*This page is evidence of ACTFL Standard 5: Assessment of Languages and Cultures. I chose to include various different links to the many ways I have assessed
my students in the high school. I try to vary between the ways my students use the abilities they have learned
throughout each chapter, and incorporate the many different strengths and abilities they possess. Their results allow
me get to know them better, and help me decide whether to move on, or continue working out problem areas with the class as
a whole, or perhaps just with one student in particular.
The link you see below is an email giving feedback to the mother of one of my students, providing opportunity for
discussion, portraying my commitment to reporting assessment results, and working on student improvement. Towards
the bottom, you will find two ways I chose to assess some of the students' progress throughout the units we covered.
One is a written assessment, a newspaper article, which covered all major aspects of the chapter. The other
project: Mi Niñez (My Childhood) is an oral/written assessment for the following chapter. You can see the rubric
at the bottom, where students gain points not only for the oral and written part, but for presentation and creativity.

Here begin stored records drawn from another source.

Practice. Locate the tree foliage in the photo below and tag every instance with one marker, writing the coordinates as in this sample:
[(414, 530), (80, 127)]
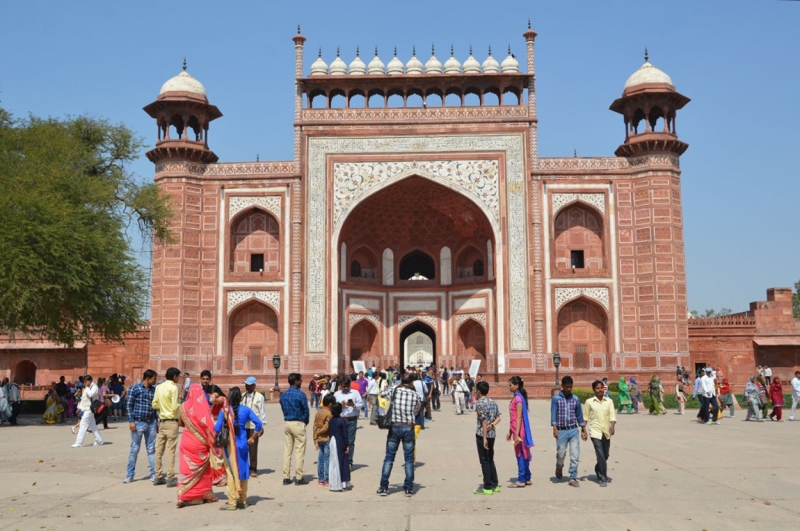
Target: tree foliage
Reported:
[(67, 270)]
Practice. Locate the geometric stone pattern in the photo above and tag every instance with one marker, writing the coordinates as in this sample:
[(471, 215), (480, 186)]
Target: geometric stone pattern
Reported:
[(272, 298), (353, 179), (403, 320), (317, 181), (461, 317), (270, 203), (596, 200), (564, 295)]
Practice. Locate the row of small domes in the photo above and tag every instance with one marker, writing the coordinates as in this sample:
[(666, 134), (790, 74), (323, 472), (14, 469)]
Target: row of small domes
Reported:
[(414, 66)]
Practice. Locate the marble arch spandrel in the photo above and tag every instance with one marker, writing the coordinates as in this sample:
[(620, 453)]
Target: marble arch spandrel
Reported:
[(320, 219)]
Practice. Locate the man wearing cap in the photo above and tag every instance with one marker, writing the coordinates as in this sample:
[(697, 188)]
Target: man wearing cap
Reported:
[(255, 401), (708, 395)]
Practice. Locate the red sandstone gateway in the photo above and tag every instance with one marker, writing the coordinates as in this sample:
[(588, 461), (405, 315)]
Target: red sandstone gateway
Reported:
[(417, 223)]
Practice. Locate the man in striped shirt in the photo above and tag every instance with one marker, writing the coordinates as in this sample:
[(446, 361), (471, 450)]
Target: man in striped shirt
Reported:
[(405, 404)]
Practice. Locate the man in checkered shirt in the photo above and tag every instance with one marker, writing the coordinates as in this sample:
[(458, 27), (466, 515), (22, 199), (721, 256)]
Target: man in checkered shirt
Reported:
[(405, 404)]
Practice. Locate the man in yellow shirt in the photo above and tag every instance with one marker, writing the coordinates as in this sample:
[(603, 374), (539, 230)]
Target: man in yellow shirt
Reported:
[(600, 419), (165, 402)]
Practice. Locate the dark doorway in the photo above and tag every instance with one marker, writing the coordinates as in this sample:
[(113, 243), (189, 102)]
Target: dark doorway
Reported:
[(416, 326)]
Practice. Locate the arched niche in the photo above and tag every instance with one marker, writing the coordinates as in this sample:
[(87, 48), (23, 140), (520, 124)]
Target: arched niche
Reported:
[(254, 338), (255, 243), (579, 239), (471, 344), (582, 331)]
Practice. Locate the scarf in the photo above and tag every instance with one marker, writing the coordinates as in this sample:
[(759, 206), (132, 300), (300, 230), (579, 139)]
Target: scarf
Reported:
[(528, 441)]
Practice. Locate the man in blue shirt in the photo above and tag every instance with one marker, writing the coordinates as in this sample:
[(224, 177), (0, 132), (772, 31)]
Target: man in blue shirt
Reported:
[(566, 415), (294, 405)]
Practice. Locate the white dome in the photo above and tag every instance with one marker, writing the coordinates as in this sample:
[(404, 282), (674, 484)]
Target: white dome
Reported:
[(395, 66), (647, 74), (183, 82), (452, 65), (338, 67), (414, 65), (357, 67), (471, 65), (319, 67), (490, 65), (510, 63), (376, 66)]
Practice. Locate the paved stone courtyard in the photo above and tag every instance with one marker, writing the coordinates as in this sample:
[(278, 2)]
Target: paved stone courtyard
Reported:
[(668, 473)]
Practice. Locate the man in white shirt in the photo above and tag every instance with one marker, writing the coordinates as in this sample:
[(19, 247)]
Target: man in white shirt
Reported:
[(90, 393), (795, 392), (460, 390), (708, 398), (372, 397), (255, 401), (351, 405)]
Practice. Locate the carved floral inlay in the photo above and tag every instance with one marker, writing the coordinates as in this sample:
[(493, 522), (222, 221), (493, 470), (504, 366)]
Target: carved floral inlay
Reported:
[(272, 298)]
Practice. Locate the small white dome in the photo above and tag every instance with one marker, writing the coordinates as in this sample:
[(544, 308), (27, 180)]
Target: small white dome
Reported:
[(433, 66), (319, 67), (395, 66), (647, 74), (376, 66), (414, 65), (183, 82), (490, 65), (338, 67), (471, 65), (357, 67), (510, 63), (452, 65)]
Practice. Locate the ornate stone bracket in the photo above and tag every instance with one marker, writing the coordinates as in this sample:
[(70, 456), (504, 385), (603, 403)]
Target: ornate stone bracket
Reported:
[(461, 318), (270, 203), (596, 200), (271, 298), (564, 295), (404, 320)]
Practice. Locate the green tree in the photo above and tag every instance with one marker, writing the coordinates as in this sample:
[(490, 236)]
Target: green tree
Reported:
[(67, 269)]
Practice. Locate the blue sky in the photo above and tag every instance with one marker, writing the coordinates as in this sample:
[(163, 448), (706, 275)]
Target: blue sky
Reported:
[(739, 62)]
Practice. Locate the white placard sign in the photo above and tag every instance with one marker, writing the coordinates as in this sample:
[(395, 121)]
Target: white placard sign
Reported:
[(359, 366), (474, 367)]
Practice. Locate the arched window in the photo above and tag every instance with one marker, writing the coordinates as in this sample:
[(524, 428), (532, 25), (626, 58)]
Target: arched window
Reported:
[(417, 266), (355, 269)]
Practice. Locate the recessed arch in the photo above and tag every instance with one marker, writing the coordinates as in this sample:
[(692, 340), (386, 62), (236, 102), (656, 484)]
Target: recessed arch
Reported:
[(254, 337)]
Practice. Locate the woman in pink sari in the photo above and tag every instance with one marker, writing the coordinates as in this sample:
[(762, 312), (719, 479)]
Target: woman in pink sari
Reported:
[(196, 450)]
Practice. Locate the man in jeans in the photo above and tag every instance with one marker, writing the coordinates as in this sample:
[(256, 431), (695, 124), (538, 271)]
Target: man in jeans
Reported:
[(566, 415), (142, 422), (405, 404)]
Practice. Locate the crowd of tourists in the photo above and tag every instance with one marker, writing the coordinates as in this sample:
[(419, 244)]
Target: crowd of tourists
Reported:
[(219, 441)]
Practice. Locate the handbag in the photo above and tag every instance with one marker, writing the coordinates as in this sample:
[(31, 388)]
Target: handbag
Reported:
[(385, 420), (223, 436)]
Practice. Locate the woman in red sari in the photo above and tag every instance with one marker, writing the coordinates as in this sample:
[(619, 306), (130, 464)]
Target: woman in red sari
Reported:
[(196, 450), (776, 397)]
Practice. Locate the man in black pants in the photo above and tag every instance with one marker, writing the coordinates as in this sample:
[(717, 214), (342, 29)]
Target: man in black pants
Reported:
[(488, 417)]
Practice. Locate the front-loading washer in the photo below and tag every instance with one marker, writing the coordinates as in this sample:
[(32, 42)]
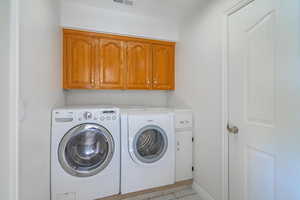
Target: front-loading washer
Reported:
[(85, 153), (148, 149)]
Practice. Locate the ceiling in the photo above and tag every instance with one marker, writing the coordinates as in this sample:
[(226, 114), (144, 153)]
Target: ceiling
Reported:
[(167, 9)]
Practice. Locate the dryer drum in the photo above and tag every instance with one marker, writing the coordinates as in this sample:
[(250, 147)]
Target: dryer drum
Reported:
[(150, 144), (86, 150)]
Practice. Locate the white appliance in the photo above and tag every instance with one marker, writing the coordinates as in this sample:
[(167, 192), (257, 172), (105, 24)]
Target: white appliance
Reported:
[(148, 149), (85, 153), (184, 144)]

I have included a quiz, an exam, a project where the students create their own menus, and a simple assessment on their mood,
which can also let me know how I can teach on any given day. This shows that I am aware of the various and
continuous ways a student's progress can be assessed, so further instruction can be modified accordingly.
Click on an activity to see how I assessed my students throughout the term:
¡Mi Niñez! (Intermediate)
Quiz - Subjunctive (Advanced Honors)
Chaper 11 Exam (Novice)
Mi Menú (Novice)
¿Cómo te sientes hoy?
*Reflective Statement: I think as time goes on I will come up with more and more ways to assess my
students' abilities, find different ways of reflecting on them, and modify my instruction. I do however feel that I
am very thorough in my teaching, paying great attention to questions and answers in class, the results of tests, and
where improvement is needed. What seems to work extremely well for my students, and perhaps at times, for my own peace
of mind, is when a quiz or a test is taken, the students are given back the graded quiz or exam and are to find the correct
answers for every item marked wrong. When applicable, they must also tell me why they got it wrong, and what
is the reason or explanation for the correct answer. This gets the students putting some extra time into their
work, correcting their mistakes, and it also gives them a sense of accomplishment. I do not do this with every
test. I did it more often in the university classes I taught, than I do in the high school. I have learned
that students may not put in as much effort into studying for exams, if they think they can just take the quiz home
after they get their grade, fix their mistakes, and get a few extra points. I tell them it is a "random act of kindness",
in the sense of it happening at random and less often, so they do not always depend on that second chance.